I have pointed out why I do not find convincing some of the evidence presented to date. I realize that some might take that as a personal assault on their birding skills, credibility, etc. and I am truly sorry if I have said anything mean or untoward on this blog. If anyone has made any mistakes or what I might consider errors in judgement in this IBWO fiasco, I don't hold that against them.

People differ in their opinions and judgements about things. That is actually what fascinates me the most about this whole story, how different people can look at things so differently.

That doesn't mean both sides are right. I actually think that there have been abuses of logic by the most strident critics and IBWO sighting supporters. I think we need more searches before we can confidently claim that IBWOs are still around, or that they have indeed gone the way of the Carolina Parakeet.

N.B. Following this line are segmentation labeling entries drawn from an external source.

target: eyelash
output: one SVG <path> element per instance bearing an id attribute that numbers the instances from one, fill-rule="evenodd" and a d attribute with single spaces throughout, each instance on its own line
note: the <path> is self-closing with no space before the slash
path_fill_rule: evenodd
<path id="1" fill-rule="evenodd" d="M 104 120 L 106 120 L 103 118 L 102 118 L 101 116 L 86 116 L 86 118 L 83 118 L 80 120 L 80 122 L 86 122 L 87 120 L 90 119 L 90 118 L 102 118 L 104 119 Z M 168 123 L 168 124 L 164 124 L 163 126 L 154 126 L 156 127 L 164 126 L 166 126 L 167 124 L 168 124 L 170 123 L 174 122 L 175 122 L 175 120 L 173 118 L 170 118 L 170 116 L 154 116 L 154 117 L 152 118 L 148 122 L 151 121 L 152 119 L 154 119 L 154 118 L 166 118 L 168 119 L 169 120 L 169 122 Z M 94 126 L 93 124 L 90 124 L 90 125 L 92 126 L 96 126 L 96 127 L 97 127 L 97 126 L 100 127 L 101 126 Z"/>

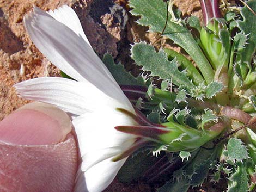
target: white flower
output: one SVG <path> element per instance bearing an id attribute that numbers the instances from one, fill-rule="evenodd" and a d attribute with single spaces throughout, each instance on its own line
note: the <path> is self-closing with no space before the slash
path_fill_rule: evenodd
<path id="1" fill-rule="evenodd" d="M 54 104 L 74 117 L 82 158 L 75 191 L 102 191 L 126 158 L 111 159 L 136 142 L 135 136 L 114 128 L 137 125 L 117 108 L 135 114 L 133 108 L 92 48 L 71 8 L 63 6 L 46 13 L 35 7 L 24 23 L 40 51 L 76 81 L 38 78 L 15 85 L 16 91 L 23 98 Z"/>

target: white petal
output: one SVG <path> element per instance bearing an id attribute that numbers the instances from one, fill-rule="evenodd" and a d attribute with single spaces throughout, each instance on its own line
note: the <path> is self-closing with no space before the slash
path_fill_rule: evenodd
<path id="1" fill-rule="evenodd" d="M 81 156 L 89 152 L 107 148 L 116 147 L 124 150 L 135 140 L 134 135 L 118 131 L 114 127 L 137 123 L 114 109 L 87 113 L 75 119 L 72 122 L 77 135 Z M 86 163 L 86 159 L 84 160 Z"/>
<path id="2" fill-rule="evenodd" d="M 73 9 L 65 5 L 54 11 L 51 10 L 48 11 L 48 13 L 56 20 L 69 27 L 77 35 L 81 35 L 84 41 L 90 46 L 83 32 L 79 18 Z"/>
<path id="3" fill-rule="evenodd" d="M 126 158 L 117 162 L 106 159 L 83 172 L 78 170 L 75 192 L 101 192 L 113 181 Z"/>
<path id="4" fill-rule="evenodd" d="M 88 82 L 79 82 L 59 77 L 41 77 L 14 86 L 24 98 L 54 104 L 75 115 L 102 108 L 127 108 L 101 92 Z"/>
<path id="5" fill-rule="evenodd" d="M 25 17 L 24 23 L 36 47 L 61 70 L 78 81 L 86 79 L 110 97 L 130 103 L 104 64 L 81 36 L 38 8 Z"/>

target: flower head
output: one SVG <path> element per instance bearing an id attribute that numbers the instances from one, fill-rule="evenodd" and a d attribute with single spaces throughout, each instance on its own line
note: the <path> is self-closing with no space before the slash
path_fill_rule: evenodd
<path id="1" fill-rule="evenodd" d="M 15 85 L 16 91 L 23 98 L 55 105 L 71 114 L 82 158 L 75 191 L 101 191 L 127 158 L 113 162 L 113 158 L 137 141 L 114 128 L 137 125 L 117 108 L 135 114 L 133 108 L 94 52 L 71 8 L 47 13 L 35 7 L 24 23 L 39 51 L 75 80 L 38 78 Z"/>

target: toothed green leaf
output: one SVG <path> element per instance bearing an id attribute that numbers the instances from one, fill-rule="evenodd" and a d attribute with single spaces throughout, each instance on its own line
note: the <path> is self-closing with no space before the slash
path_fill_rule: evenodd
<path id="1" fill-rule="evenodd" d="M 211 98 L 218 92 L 221 91 L 223 88 L 223 85 L 220 82 L 214 82 L 207 86 L 205 89 L 205 96 L 208 98 Z"/>
<path id="2" fill-rule="evenodd" d="M 199 18 L 196 16 L 192 16 L 187 19 L 187 23 L 190 27 L 193 27 L 200 32 L 201 30 L 201 24 Z"/>
<path id="3" fill-rule="evenodd" d="M 247 150 L 242 141 L 236 138 L 229 140 L 227 146 L 228 156 L 231 160 L 242 161 L 248 157 Z"/>
<path id="4" fill-rule="evenodd" d="M 110 54 L 106 53 L 102 60 L 119 85 L 145 86 L 144 80 L 141 77 L 136 78 L 125 71 L 123 65 L 115 64 Z"/>
<path id="5" fill-rule="evenodd" d="M 187 108 L 179 110 L 175 115 L 176 119 L 181 125 L 185 125 L 185 121 L 187 115 L 190 113 L 190 110 Z"/>
<path id="6" fill-rule="evenodd" d="M 160 115 L 157 112 L 150 113 L 147 117 L 148 119 L 155 123 L 161 123 Z"/>
<path id="7" fill-rule="evenodd" d="M 188 151 L 180 151 L 179 157 L 182 160 L 182 162 L 185 159 L 186 162 L 188 160 L 188 158 L 191 157 L 191 154 Z"/>
<path id="8" fill-rule="evenodd" d="M 205 90 L 207 88 L 204 83 L 201 82 L 198 86 L 189 89 L 192 97 L 195 98 L 197 100 L 203 100 L 205 96 Z"/>
<path id="9" fill-rule="evenodd" d="M 179 91 L 176 96 L 176 99 L 175 101 L 178 103 L 180 103 L 181 102 L 186 102 L 186 99 L 187 98 L 187 94 L 184 90 Z"/>
<path id="10" fill-rule="evenodd" d="M 249 97 L 249 102 L 256 110 L 256 97 L 255 95 L 251 95 Z"/>
<path id="11" fill-rule="evenodd" d="M 150 30 L 161 33 L 166 18 L 166 7 L 159 0 L 130 0 L 131 13 L 141 17 L 137 22 L 149 26 Z M 196 61 L 206 82 L 214 79 L 214 72 L 190 32 L 185 27 L 169 21 L 163 34 L 182 47 Z"/>
<path id="12" fill-rule="evenodd" d="M 149 86 L 148 88 L 148 91 L 147 91 L 147 94 L 148 95 L 148 96 L 150 98 L 155 94 L 155 86 L 153 85 L 152 84 Z"/>
<path id="13" fill-rule="evenodd" d="M 187 76 L 190 78 L 190 79 L 192 79 L 195 85 L 199 85 L 200 83 L 204 81 L 204 79 L 197 68 L 186 57 L 168 48 L 164 48 L 164 51 L 167 54 L 169 61 L 176 59 L 178 61 L 179 69 L 181 70 L 185 70 Z"/>
<path id="14" fill-rule="evenodd" d="M 248 183 L 246 170 L 241 162 L 237 164 L 235 173 L 229 178 L 227 192 L 248 191 Z"/>
<path id="15" fill-rule="evenodd" d="M 247 35 L 243 33 L 239 33 L 235 35 L 234 38 L 234 48 L 235 50 L 241 51 L 245 47 L 246 41 L 247 40 Z"/>
<path id="16" fill-rule="evenodd" d="M 211 109 L 205 109 L 204 114 L 202 117 L 202 128 L 204 129 L 204 125 L 209 122 L 218 122 L 218 117 L 214 114 L 214 112 Z"/>
<path id="17" fill-rule="evenodd" d="M 164 80 L 172 79 L 173 83 L 178 86 L 194 86 L 186 75 L 179 71 L 176 61 L 168 61 L 162 50 L 157 53 L 153 46 L 142 42 L 132 46 L 131 53 L 137 64 L 142 66 L 143 71 L 151 71 L 151 75 Z"/>
<path id="18" fill-rule="evenodd" d="M 230 21 L 235 18 L 236 17 L 235 13 L 231 11 L 228 11 L 225 15 L 225 19 L 227 21 Z"/>
<path id="19" fill-rule="evenodd" d="M 170 88 L 170 83 L 168 80 L 163 80 L 161 83 L 161 90 L 163 91 L 168 90 Z"/>
<path id="20" fill-rule="evenodd" d="M 256 11 L 256 0 L 248 1 L 246 3 L 254 12 Z M 238 27 L 243 34 L 248 35 L 248 40 L 245 48 L 238 53 L 236 61 L 239 63 L 242 78 L 245 79 L 248 71 L 247 65 L 251 64 L 256 49 L 256 22 L 255 16 L 246 6 L 242 9 L 241 14 L 243 21 L 238 21 Z"/>

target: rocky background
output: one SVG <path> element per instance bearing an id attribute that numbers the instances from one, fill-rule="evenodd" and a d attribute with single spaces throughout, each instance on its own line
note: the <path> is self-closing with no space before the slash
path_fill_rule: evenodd
<path id="1" fill-rule="evenodd" d="M 159 0 L 159 3 L 164 3 Z M 202 17 L 199 0 L 174 0 L 182 16 Z M 115 5 L 114 4 L 115 3 Z M 0 0 L 0 120 L 28 101 L 17 97 L 13 85 L 19 82 L 42 76 L 59 76 L 56 68 L 36 49 L 26 33 L 22 20 L 33 5 L 48 10 L 63 4 L 72 7 L 81 21 L 93 47 L 102 57 L 108 52 L 116 63 L 121 62 L 132 73 L 138 73 L 130 58 L 130 44 L 150 42 L 155 47 L 172 47 L 159 34 L 147 32 L 138 26 L 127 11 L 127 0 Z M 167 42 L 171 44 L 171 42 Z M 225 188 L 224 188 L 224 189 Z M 221 191 L 211 184 L 191 191 Z M 143 183 L 124 184 L 115 179 L 105 192 L 153 192 L 154 186 Z"/>

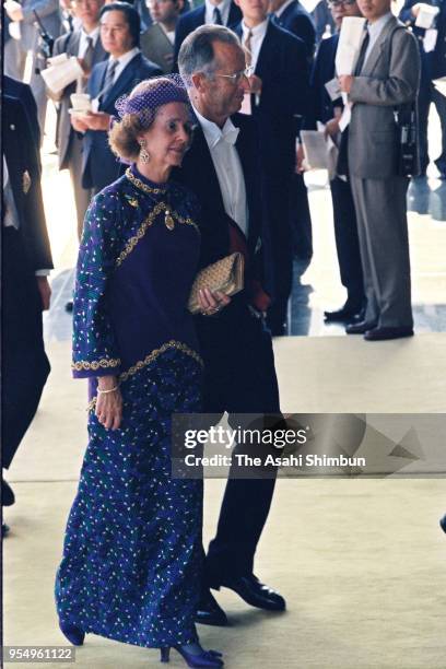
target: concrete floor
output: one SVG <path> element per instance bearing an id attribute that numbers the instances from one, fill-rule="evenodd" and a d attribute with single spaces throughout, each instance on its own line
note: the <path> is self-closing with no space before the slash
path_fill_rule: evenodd
<path id="1" fill-rule="evenodd" d="M 75 257 L 73 208 L 67 173 L 57 172 L 48 152 L 44 163 L 57 263 L 54 305 L 46 317 L 52 373 L 7 477 L 16 494 L 16 504 L 5 509 L 11 533 L 3 543 L 9 645 L 66 645 L 52 587 L 86 442 L 85 386 L 70 380 L 71 328 L 63 312 Z M 340 304 L 343 291 L 328 191 L 320 187 L 321 175 L 312 179 L 315 255 L 298 279 L 309 286 L 303 293 L 308 300 L 293 305 L 301 305 L 301 322 L 310 336 L 275 342 L 283 410 L 446 413 L 446 223 L 426 213 L 410 215 L 420 334 L 367 344 L 322 324 L 322 309 Z M 221 480 L 206 482 L 207 541 L 223 485 Z M 445 669 L 446 536 L 438 528 L 445 510 L 442 478 L 281 479 L 256 573 L 286 597 L 287 611 L 254 610 L 222 590 L 216 597 L 231 626 L 200 627 L 203 645 L 223 650 L 226 666 L 234 669 Z M 173 660 L 173 667 L 181 666 Z M 77 655 L 80 669 L 157 661 L 154 650 L 95 636 Z"/>

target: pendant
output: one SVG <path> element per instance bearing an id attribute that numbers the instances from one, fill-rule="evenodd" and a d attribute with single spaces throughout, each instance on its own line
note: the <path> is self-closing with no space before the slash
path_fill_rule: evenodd
<path id="1" fill-rule="evenodd" d="M 168 209 L 166 209 L 166 213 L 165 213 L 164 223 L 165 223 L 165 225 L 166 225 L 167 230 L 174 230 L 174 227 L 175 227 L 175 221 L 174 221 L 174 219 L 172 218 L 172 214 L 171 214 L 171 212 L 169 212 L 169 210 L 168 210 Z"/>

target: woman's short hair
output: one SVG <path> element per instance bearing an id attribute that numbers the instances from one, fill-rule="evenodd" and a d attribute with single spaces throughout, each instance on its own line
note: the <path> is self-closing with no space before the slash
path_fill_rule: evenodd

In the meantime, we can look at what is being presented as evidence and try and judge for ourselves how reliable it is. For me, while a few sightings have been intriguing, nobody has been able to come up with anything that we can all feel good about.

Anonymous said...

Anon 1 and other TBs, people would take you a little more seriously if you demonstrated a basic grasp of grammar and spelling and refrained from ad hominem attacks and obscenities.

Andy, those of us appalled by the IBWO tragicomedy certainly do want to rain hard on the TB's annoying parade. You do give people far too much credit.

Those who have Bohemian Waxwing and Goshawk on your lifelists based on size alone, you are stringers! Birdchaser is correct that all serious birders learned long ago that perceived size is routinely misleading.

Birdchaser, if we need more searches for IBWO don't we also need searches for "extinct" birds found in blue states such as the Labrador Duck? If we are going to support pointless searches I don't want all of the money going to the South.

Andy said...

IBWO Athiest, I'm wondering if you are criticizing the science of the Cornell Labs announcement, or something else? Correct me if I'm wrong, but I'm assuming that you, along with the rest of us, would be elated by a truly unquestionable observation of an IBWO, with sufficient photographic evidence and hopefully multiple observers, that would prove their existence beyond a doubt.

It seems to me that the Cornell report is open to criticism in the way it was somewhat rushed, without the typical peer review that happens in this sort of thing. Further, it seems as though there was a political motive behind making a big announcement, and that led to the rush to publish/announce. For those things, I think criticism is warranted and justified.

However, what's the down side here? More people are now searching for a bird that may exist, in a type of habitat that is difficult to enter and that is rapidly being destroyed. I really don't think that there are enough birders going into this area to have a huge impact on wildlife there. The areas are too hard to access, so you only have small groups of hard-core birders going in there, and these birders are hopefully working to be stealthy and thus maybe having less impact on the ecosystem than your typical eco-tourist.

Secondly, perhaps some land that contains this special habitat is being preserved, maybe by government funds or private operations like The Nature Conservancy. How is that a bad thing? Even if there aren't IBWO's there, I'm sure there are other animals that won't mind those trees being spared logging.

There is only one issue that I see as a legitimate complaint in this situation. That is the idea that by using funding to preserve land where IBWO's may live you are taking away funds that could be used to preserve land in other areas. And in this case, preserving a unique habitat seems like a good idea even if IBWO's are not present.


Anonymous said...

For answers to your questions please refer to my posts and others in the IBWO skeptic archives and also refer to John Wall's Peckergate website. It seems to me that you haven't been following the IBWO "rediscovery" very closely. Millions of dollars have been wasted, the public trust betrayed, serious birders disrespected, and formerly highly regarded individuals and institutions discredited.